Esas No: 2021/434
Karar No: 2022/520
Karar Tarihi: 05.07.2022
Yargıtay Ceza Genel Kurulu 2021/434 Esas 2022/520 Karar Sayılı İlamı
Ceza Genel Kurulu 2021/434 E. , 2022/520 K."İçtihat Metni"
Yargıtay Dairesi : 6. Ceza Dairesi
Sanık ... hakkında mala zarar verme suçundan açılan kamu davasında yapılan yargılama sonucunda, sanığın TCK’nın 151/1, 62/1 ve 52/1-2-4. maddeleri uyarınca 2.000 TL adli para cezası ile cezalandırılmasına ilişkin ... 4. Asliye Ceza Mahkemesince verilen 05.06.2015 tarihli, 364-560 sayılı ve kesin nitelikteki hükmün, sanık tarafından temyiz edilmesi üzerine dosyayı inceleyen Yargıtay (Kapatılan) 13. Ceza Dairesince 30.09.2020 tarih ve 3834-8351 sayı ile;
"...1-Sanık ... hakkında mala zarar verme suçundan kurulan hükme yönelik temyiz isteminin incelenmesinde;
14.04.2011 tarihinde yayınlanarak yürürlüğe giren 6217 sayılı Kanun'un 26. maddesi ile 5320 sayılı Kanuna eklenen ek 2. madde uyarınca doğrudan verilen 3.000. TL'ye kadar olan adli para cezalarından ibaret mahkumiyet hükümleri kesin olup, sanığın mala zarar verme suçundan dolayı tayin edilen 2.000 TL adli para cezasına ilişkin hükmün cezanın türü ve miktarı itibariyle temyizi mümkün bulunmadığından, 5320 sayılı Yasanın 8/1. maddesi aracılığı ile 1412 sayılı CMUK'un 317. maddesi gereğince sanığın temyiz itirazının tebliğnameye uygun olarak reddine..." karar verilmiştir.

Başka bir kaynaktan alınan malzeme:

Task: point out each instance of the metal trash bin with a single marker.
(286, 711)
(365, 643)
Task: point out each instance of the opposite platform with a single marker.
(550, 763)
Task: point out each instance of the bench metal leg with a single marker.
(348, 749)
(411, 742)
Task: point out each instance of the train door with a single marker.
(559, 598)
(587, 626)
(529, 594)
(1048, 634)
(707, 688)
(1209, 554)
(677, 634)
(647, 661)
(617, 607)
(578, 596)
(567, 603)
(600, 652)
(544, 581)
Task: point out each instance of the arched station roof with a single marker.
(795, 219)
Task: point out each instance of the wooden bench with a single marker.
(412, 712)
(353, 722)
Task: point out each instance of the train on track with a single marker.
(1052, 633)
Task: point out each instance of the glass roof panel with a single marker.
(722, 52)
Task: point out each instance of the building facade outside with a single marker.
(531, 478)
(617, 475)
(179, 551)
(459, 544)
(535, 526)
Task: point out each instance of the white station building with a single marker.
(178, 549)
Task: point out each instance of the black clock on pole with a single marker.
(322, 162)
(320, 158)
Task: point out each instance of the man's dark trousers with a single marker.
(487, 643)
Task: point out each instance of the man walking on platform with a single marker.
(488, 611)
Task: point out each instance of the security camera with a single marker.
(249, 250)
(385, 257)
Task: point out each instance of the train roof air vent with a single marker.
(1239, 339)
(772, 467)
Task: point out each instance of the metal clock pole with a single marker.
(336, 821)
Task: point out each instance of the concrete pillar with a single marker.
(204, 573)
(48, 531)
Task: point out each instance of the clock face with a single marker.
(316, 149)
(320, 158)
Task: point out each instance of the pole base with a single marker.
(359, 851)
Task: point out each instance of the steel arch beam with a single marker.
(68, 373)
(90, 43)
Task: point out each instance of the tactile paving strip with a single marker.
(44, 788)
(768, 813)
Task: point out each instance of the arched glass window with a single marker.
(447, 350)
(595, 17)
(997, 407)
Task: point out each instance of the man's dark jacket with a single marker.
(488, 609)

Verildiğinde kesin nitelikte olan bu hükme yönelik ... Bakanlığının 14.01.2021 tarihli ve 19814-2020 sayılı kanun yararına bozma talebi ve bu talep üzerine Yargıtay Cumhuriyet Başsavcılığınca düzenlenen 05.02.2021 tarihli ve 11227 sayılı ihbarnamede;
"...Dosya kapsamına göre, kısa kararın verildiği 05.06.2015 tarihli oturumda başka suçtan ... E Tipi Kapalı Cezaevinde tutuklu olarak bulunan sanığın, 5271 sayılı Ceza Muhakemesi Kanunu’nun 196. maddesi uyarınca duruşmalardan vareste tutulmaya yönelik talebi bulunmadığı hâlde, kısa kararın okunduğu oturuma getirtilmeyerek veya ses ve görüntülü bilişim sistemi (SEGBİS) aracılığı ile savunması alınmadan, savunma hakkının kısıtlanması suretiyle mahkûmiyetine karar verilmesinde isabet görülmediği" gerekçesiyle hükmün kanun yararına bozulmasının istenmesi üzerine, dosyayı inceleyen Yargıtay 6. Ceza Dairesince 07.10.2021 tarih ve 21068-15266 sayı ile;
"...Tutuksuz yargılanan ya da savunması alındıktan sonra serbest kalan ve sonradan başka suçtan tutuklu ya da hükümlü olup duruşmalardan bağışık tutulma yönünde aşamalarda beyan veya talebi de bulunmayan sanığın yokluğunda verilen mahkûmiyet hükmünün kesinleşmesinden sonra Yargıtay Ceza Genel Kurulunun konuyla ilgili olarak görece yeni içtihatları gerekçesi ile savunma hakkının kısıtlandığından bahisle, ... 19. Asliye Ceza Mahkemesinin kanun yararına bozma istemine konu edilen 05.06.2015 tarihli ve 2014/364 esas, 2015/560 sayılı kararına yönelik kanun yararına bozma isteminin reddine" karar verilmiştir.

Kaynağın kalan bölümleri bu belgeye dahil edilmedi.